What is dehydration?

According to the U.S. National Library of Medicine, dehydration occurs when the body loses more fluids than it is taking in. When that happens, the body does not have enough fluids to function properly.

What causes dehydration?

Numerous things can cause someone to become dehydrated, including not drinking enough fluids. Diarrhea, vomiting, sweating too much and urinating too much are some other factors that can cause someone to become dehydrated.

Why are outdoors enthusiasts at risk of dehydration?

Outdoor enthusiasts who spend ample time outdoors during hot weather are at risk of dehydration if they do not drink enough fluids while outside. The risk of dehydration on hot days is higher because people are more likely to sweat a lot when the temperature rises. If those fluids are not replenished, and replenished often, dehydration can occur. In addition, the USNLM said that outdoor exercise during hot days increases the risk of dehydration. Outdoor activities that are physically challenging, such as hiking, rock climbing and kayaking, are a form of exercise that can make participants more vulnerable to dehydration.

What are the symptoms of dehydration?

The Mayo Clinic said that thirst is not always a reliable indicator that the body needs water. Older adults are more vulnerable to dehydration than others because they naturally have a lower volume of water in their bodies.
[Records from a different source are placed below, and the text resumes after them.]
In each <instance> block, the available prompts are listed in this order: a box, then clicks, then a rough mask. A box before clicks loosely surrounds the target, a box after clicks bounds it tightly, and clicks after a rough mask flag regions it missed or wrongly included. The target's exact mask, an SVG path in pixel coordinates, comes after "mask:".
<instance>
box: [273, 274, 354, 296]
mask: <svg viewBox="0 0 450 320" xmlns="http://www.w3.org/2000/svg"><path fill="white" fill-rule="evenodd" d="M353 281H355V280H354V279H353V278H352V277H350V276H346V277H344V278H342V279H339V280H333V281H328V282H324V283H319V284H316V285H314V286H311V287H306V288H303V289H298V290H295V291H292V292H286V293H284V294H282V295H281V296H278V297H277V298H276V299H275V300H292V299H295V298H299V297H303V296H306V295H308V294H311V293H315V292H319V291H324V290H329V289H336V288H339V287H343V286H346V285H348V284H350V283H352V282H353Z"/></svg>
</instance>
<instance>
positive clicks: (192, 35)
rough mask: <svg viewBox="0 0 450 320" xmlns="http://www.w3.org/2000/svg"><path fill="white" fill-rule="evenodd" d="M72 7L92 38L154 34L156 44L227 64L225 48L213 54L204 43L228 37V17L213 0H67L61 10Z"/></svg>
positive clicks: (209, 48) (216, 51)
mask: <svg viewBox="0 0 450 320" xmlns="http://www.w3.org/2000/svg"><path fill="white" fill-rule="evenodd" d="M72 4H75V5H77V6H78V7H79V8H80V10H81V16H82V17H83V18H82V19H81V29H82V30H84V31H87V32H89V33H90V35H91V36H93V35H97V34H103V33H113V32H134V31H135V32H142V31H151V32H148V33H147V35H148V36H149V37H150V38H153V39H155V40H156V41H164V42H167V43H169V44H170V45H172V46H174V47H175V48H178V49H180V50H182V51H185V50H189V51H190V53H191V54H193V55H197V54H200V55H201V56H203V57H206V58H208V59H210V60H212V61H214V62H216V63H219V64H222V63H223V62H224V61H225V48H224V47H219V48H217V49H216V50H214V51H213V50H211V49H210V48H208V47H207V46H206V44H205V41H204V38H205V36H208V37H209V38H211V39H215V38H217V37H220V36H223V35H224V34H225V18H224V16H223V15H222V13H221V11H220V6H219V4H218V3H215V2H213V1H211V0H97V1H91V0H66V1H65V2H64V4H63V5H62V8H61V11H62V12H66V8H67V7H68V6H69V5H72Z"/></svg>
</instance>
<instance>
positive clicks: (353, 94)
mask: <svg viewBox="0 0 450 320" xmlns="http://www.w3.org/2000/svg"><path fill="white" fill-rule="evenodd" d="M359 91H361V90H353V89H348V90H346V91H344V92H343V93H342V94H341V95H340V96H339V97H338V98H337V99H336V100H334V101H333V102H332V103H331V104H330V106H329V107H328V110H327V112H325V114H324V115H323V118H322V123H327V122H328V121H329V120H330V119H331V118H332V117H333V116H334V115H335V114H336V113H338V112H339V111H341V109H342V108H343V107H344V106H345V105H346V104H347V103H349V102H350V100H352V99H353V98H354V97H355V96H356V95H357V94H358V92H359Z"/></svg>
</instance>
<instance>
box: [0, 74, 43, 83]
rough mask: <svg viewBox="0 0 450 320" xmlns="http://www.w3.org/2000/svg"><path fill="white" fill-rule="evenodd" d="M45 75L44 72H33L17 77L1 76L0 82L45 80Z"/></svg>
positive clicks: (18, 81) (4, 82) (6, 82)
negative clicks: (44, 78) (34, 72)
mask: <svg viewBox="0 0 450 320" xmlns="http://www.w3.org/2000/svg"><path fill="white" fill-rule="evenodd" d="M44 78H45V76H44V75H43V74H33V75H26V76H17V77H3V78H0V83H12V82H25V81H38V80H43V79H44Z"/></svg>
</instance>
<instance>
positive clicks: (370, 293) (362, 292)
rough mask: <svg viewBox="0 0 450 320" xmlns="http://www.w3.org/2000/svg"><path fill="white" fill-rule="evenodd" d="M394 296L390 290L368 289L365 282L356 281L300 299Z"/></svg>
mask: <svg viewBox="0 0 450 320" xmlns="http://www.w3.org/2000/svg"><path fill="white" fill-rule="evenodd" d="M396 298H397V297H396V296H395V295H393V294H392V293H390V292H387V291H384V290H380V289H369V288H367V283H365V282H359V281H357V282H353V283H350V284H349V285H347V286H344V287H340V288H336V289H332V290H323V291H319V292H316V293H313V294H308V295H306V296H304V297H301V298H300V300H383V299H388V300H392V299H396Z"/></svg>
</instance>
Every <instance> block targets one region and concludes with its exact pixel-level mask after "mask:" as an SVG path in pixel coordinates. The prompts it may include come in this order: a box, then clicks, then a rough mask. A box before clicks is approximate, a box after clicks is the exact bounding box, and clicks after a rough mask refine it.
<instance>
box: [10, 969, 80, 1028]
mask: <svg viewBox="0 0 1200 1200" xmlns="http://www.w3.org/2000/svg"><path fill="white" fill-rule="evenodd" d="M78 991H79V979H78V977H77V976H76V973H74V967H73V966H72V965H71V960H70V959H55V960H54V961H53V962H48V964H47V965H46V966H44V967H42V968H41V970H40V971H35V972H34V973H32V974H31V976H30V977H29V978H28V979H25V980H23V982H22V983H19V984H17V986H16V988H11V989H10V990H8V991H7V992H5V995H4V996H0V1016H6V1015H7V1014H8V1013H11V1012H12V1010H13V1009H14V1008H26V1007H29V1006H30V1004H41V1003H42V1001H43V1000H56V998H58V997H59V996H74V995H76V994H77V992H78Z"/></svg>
Aging men and women also don’t typically feel thirsty until they’re already dehydrated. So it benefits people of all ages, and especially older adults, to learn these symptoms of dehydration.

The symptoms include extreme thirst, less frequent urination, dark-colored urine, dry mouth, less frequent sweating, feeling tired, dizziness and dry skin.

Parents should know that infants and children may exhibit symptoms of dehydration that differ from those experienced by adults. Such symptoms may include: dry mouth and tongue, crying without tears, no wet diaper for three hours or more, high fever, being unusually sleepy or drowsy, irritability and eyes that appear sunken.

Can dehydration be prevented?

Ensuring sufficient fluid intake can help people avoid dehydration. Drinking enough water each day and avoiding outdoor physical activity on hot days are some other ways to reduce dehydration risk. In addition, avoid sugary and/or caffeinated beverages to reduce risk for dehydration.

A perfect day outdoors involves drinking enough fluids to stay hydrated.